The Pirate's Wish by Cassandra Rose Clarke is the sequel/conclusion to The Assassin's Curse. Fun duology, still recommended to YA fantasy readers, although I loved it less than the first half. There were things I liked a lot: the progression of the romance, the de-emphasis on virginity (I mean, I wouldn't ban books where it is a big deal, too, but I liked that for once it wasn't), the manticore, the fact that the lesbians got a HEA (I would be super pleased to write Marjani/Saida for someone for Yuletide), the closure with Ananna's parents, the replacement with the annoying part of the soulbond trope, in the curse, with the nifty part, in the blood-bond, the LDR-as-HEA that acknowledges that both characters have independent lives and needs and goals and might even *want* some space from each other as their relationship goes on. On the other hand, while Ananna made a couple of key plot contributions (befriending the manticore and saving Naji at the very end with her magic), she felt a little passive in this compared with the camel-stealing lady of the first half; the whole curse plot seemed to kind of unfold itself and she was just along for the ride. And, okay, a *literal* shark jump, WTF to that solution to the third impossible task. I mean, it was hilarious when everyone is freaking out over the talking shark, and the glass elevator and gillyweed were awesome, but WOW did that feel like it came out of nowhere. A *leedle* more foreshadowing please if the solution to your major plot problem is "magical creatures show up out of nowhere promising to build statues in your characters' honor".

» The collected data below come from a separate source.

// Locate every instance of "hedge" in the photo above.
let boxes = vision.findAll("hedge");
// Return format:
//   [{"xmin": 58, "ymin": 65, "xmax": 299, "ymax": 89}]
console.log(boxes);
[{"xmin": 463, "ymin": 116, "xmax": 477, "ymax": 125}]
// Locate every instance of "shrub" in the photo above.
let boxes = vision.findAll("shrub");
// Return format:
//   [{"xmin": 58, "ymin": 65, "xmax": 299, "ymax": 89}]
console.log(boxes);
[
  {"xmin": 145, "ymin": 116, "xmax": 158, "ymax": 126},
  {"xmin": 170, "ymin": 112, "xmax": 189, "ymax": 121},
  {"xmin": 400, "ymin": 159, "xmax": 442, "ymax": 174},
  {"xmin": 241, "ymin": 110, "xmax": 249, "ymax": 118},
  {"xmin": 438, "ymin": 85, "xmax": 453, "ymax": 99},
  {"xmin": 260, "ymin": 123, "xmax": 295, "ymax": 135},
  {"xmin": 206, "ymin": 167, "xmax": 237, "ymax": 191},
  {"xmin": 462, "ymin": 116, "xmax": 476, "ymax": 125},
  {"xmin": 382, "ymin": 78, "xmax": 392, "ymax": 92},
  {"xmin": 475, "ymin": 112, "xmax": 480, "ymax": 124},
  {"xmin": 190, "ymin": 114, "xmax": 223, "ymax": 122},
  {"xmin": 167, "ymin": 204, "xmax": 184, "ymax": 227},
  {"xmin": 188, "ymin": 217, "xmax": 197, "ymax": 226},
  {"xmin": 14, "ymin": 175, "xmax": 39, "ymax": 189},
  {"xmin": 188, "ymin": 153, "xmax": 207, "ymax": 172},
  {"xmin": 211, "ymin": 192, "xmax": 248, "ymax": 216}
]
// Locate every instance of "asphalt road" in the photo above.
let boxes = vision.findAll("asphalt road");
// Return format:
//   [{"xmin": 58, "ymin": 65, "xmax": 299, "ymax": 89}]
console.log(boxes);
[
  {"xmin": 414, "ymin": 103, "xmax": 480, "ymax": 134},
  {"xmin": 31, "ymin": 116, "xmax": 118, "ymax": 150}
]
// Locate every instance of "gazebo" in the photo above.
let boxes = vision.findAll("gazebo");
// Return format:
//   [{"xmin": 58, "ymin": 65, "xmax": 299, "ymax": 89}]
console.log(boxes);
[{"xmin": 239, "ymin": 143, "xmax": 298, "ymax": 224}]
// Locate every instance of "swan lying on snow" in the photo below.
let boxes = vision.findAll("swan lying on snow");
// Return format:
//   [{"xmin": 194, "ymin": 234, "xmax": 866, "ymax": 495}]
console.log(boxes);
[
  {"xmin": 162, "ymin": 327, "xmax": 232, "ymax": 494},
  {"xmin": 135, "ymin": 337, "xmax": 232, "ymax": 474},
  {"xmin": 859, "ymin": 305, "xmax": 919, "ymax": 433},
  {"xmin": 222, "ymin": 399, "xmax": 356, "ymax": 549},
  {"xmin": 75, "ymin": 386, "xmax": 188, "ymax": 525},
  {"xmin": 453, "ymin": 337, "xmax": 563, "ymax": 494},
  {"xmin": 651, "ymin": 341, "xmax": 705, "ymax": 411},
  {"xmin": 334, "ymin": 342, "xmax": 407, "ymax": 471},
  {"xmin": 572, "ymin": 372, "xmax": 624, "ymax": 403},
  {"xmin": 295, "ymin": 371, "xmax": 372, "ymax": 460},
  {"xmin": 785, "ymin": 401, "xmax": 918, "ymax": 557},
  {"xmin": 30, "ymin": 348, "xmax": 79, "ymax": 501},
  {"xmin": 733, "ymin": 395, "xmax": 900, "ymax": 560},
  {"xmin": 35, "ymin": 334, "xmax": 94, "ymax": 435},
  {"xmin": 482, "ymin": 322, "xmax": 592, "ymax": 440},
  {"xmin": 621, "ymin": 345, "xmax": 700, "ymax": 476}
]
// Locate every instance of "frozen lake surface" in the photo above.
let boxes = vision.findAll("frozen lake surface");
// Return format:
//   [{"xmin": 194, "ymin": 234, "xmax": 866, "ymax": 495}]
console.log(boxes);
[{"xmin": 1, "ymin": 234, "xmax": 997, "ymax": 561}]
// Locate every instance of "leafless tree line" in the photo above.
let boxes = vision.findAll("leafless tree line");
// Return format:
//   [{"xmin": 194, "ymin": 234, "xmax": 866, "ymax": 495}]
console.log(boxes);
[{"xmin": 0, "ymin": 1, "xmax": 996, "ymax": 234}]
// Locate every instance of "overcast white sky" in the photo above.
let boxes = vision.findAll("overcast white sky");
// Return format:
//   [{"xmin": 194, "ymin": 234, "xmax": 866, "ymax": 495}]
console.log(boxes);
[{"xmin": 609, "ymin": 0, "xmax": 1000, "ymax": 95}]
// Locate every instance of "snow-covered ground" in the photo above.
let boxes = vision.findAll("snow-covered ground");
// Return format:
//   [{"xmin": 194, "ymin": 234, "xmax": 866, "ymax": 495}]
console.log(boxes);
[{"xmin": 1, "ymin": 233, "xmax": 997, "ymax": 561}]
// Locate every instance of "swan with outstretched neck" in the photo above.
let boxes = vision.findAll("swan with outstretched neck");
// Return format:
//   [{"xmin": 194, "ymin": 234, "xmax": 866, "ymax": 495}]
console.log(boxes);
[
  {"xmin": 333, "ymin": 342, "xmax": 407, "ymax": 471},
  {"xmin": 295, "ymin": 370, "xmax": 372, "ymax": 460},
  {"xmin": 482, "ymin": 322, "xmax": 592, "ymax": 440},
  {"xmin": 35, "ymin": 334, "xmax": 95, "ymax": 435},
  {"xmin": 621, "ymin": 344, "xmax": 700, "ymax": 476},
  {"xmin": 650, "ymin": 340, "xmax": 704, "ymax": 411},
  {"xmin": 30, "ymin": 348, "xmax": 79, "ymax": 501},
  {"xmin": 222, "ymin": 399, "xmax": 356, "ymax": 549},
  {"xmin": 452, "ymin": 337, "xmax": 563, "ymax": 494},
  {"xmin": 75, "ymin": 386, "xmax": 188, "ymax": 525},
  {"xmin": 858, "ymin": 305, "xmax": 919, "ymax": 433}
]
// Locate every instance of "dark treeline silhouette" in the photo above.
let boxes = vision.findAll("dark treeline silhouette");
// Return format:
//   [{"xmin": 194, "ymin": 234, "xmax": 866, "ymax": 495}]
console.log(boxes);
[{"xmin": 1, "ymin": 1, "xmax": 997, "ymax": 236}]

Lockstep, by Karl Schroeder, isn't marketed as YA, but reads a lot like it. 17-year-old Toby McGonigal is an early colonist in the far outer Solar System, until he accidentally gets lost and over-hibernates by fourteen thousand years and wakes up in a world where large numbers of people go into hibernation together, as a way of maintaining synchronicity over interstellar distances despite sub-light travel speeds. I have re-read Vinge's Marooned in Realtime and McCaffery's Death of Sleep many many times each and I find this sort of premise super compelling; I thought Schroeder did a great job with it, working the epic plot and local political plot and secondary characters' plots and Toby's personal family plot in such a way that they all move each other forward. And there's some gorgeous, gorgeous planet-travel-porn, with four vivid worlds I'd never seen anything like before. There are a few unfortunate gaps - the lockstep insists on cultural conformity, but never specifies what that encompasses, so we don't really know how evil/suppressive an empire it is. And Toby is very harsh about his mom's decision to hibernate indefinitely in case he was ever found, calling it flatly "sick" and "wrong", which felt in-character for his seventeen-year-old POV, but, ugh. I'm of course not saying I really get what it would be like to lose a child, but I think I have a little more understanding and compassion for it, such that I thought it was a complicated but really powerful choice - which is then totally undercut by the text when it turns out of course she didn't choose this sick and wrong thing herself, it was forced upon her. And I felt cheated of the reunion scene, which is skipped over, and she gets like one trivial line at the end. But, YA, can't have moms cluttering up the place, I guess. Anyways, other than that, I thought this was excellent, and it will probably go on my Hugo list.